This semester, I have the opportunity to intern in a greenhouse. Plants like the cold weather even less than we do, meaning that I have only just begun these past two weeks helping with my school's sustainable farming operation. But in the brief time that I have been there, I have learned about not only the tedious process of persuading seeds to shoot their shot and germinate but also about my own use of time.
When I walk into the greenhouse after my classes, I am grateful for the warm, humid air that feels like a hug after the cold winds of Ohio. It's located on the corner of campus and looks small and nondescript on the outside. Inside, it is sectioned into several rooms, some organized with neat rows of crops to test a variety of specific conditions, and others surrendered to a microcosm of a rain forest with tropical plants and vines.
I have been working with other interns and employees of Miami's Institute for the Environment and Sustainability to grow vegetables that we will eventually distribute to members of the community through a CSA, a community supported agriculture program. This means that people in the community can subscribe to receive weekly boxes of these vegetables while they are in season. It allows people to get affordable, local produce and support small farms. Similar operations are offered in communities across the country.
I love vegetables probably more than the next person, eating more than my share at the dining hall. But my affinity for plants never translated to an ability to grow them. I had tried growing herbs only to be at a loss once they outgrew their pots. I have grown tomatoes but underestimated their eagerness and was overwhelmed with what quickly became a thick, dense forest of too many tomato plants and rotting fruit.
In my brief time participating in the greenhouse, I have been surprised by the variety of tasks necessary to grow the vegetables and the detail they require. Plants have had a lot of time to evolve and figure out how to grow yet are still picky about when they will give it a try. But once a seed germinates, that's its chance, and if its life doesn't work out, then it's all over. It makes sense that it is a little scared of commitment. For this reason, we sift the soil, have a recipe for the soil at each stage of the plant's life, water them gently, and even keep them tucked under light blankets so they can hold on to water easier.

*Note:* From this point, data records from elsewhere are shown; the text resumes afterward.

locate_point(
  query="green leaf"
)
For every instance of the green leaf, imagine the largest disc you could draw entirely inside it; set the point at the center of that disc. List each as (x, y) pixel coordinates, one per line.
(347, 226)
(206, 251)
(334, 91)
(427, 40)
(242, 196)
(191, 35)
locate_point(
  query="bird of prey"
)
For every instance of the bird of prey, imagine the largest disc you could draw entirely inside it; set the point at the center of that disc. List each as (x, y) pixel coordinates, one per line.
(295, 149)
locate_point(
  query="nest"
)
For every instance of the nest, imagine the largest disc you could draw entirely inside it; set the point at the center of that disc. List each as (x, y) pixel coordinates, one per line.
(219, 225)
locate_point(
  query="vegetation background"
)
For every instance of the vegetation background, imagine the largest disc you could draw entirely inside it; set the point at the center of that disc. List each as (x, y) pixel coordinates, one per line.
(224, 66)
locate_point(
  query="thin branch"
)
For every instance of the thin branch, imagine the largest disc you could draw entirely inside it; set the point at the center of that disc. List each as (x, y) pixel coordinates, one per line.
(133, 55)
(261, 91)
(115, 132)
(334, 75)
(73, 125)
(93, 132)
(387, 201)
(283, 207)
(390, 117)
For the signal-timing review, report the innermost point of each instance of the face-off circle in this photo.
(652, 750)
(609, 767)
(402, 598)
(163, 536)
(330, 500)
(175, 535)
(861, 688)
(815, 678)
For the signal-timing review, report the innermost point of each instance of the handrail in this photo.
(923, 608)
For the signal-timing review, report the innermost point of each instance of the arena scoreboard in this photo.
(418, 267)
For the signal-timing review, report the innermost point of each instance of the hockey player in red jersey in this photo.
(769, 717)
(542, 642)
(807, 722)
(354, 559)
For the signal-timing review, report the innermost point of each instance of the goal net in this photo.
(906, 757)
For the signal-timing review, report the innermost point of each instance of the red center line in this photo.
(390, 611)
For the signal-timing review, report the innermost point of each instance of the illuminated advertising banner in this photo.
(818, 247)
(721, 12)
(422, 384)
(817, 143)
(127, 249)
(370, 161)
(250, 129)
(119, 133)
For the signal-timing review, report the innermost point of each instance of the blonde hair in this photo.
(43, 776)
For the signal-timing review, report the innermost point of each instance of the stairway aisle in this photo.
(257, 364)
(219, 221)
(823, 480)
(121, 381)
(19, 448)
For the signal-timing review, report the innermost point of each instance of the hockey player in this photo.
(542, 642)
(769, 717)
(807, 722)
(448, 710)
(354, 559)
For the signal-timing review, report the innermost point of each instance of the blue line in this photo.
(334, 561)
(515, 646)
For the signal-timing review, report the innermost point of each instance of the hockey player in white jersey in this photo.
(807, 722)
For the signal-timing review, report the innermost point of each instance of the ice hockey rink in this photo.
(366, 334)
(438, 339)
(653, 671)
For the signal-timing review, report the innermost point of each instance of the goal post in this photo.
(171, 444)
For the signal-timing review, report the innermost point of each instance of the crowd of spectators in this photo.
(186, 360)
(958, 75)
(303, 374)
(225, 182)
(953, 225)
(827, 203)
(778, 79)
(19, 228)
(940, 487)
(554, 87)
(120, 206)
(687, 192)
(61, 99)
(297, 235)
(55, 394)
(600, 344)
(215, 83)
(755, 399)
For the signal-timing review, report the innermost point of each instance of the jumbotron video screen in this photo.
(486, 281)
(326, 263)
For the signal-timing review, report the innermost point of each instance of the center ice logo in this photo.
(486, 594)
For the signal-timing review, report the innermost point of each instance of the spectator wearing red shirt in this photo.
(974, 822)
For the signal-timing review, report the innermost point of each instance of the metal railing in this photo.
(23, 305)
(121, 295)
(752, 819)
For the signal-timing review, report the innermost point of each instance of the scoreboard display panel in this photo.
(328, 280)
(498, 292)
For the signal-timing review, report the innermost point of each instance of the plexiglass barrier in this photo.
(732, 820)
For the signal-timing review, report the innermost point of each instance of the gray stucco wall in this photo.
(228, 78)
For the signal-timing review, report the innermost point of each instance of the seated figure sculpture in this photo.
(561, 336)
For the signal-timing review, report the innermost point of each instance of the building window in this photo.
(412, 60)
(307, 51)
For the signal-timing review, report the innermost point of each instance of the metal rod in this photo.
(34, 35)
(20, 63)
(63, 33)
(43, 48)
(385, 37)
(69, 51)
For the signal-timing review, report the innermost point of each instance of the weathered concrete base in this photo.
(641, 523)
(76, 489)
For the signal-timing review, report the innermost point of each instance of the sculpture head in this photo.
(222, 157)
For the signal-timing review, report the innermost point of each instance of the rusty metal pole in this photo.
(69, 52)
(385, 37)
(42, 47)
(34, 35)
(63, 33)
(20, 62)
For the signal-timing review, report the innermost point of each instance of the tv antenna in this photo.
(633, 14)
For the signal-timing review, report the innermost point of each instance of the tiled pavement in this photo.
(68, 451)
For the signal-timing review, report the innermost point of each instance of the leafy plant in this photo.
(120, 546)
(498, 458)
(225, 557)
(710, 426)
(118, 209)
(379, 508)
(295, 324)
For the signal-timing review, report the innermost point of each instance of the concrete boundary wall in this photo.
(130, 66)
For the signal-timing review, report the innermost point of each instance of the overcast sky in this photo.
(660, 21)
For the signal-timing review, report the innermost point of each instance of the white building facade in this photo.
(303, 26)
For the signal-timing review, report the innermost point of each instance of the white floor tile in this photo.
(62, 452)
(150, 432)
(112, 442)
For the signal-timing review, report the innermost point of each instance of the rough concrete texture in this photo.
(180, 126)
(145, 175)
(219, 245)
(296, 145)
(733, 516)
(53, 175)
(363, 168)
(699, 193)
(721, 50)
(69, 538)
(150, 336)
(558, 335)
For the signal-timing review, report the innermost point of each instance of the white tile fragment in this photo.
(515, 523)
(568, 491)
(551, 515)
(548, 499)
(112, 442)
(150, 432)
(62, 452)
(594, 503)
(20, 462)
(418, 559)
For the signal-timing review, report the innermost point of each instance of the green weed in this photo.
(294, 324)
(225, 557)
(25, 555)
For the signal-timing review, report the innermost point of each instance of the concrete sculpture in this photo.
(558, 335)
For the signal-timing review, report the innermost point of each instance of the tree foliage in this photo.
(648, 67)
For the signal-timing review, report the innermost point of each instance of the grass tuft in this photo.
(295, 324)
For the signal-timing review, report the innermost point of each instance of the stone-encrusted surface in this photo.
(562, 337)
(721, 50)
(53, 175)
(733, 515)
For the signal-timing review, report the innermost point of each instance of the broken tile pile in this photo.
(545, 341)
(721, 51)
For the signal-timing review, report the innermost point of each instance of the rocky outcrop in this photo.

I see everything I have learned in textbooks be applied and have realized that reading about the lift of the plant does not really prepare you to be a good plant parent. The directors of the greenhouse that have been doing this for years and are such a well of plant-knowledge that I am convinced they can talk to them.
I am grateful for and excited about my afternoons in the greenhouse, doing small repetitive tasks that require focus yet allow my mind to wander. Time can fly as we listen to '90s hip-hop, or it can slowly pass by, giving me a much-needed break from writing notes and looking at a screen. Getting dirt under my nails and breathing in the smell of soil is a form of stress relief that I had not expected, but I can't help but look forward to.
The meticulous care of plants is something beautiful and critical; ultimately all energy we consume comes from plants. Even if you eat animals, they ate plants. Life depends on our understanding of sunlight, water and the earth. And I am lucky to get to spend more time watching it all work.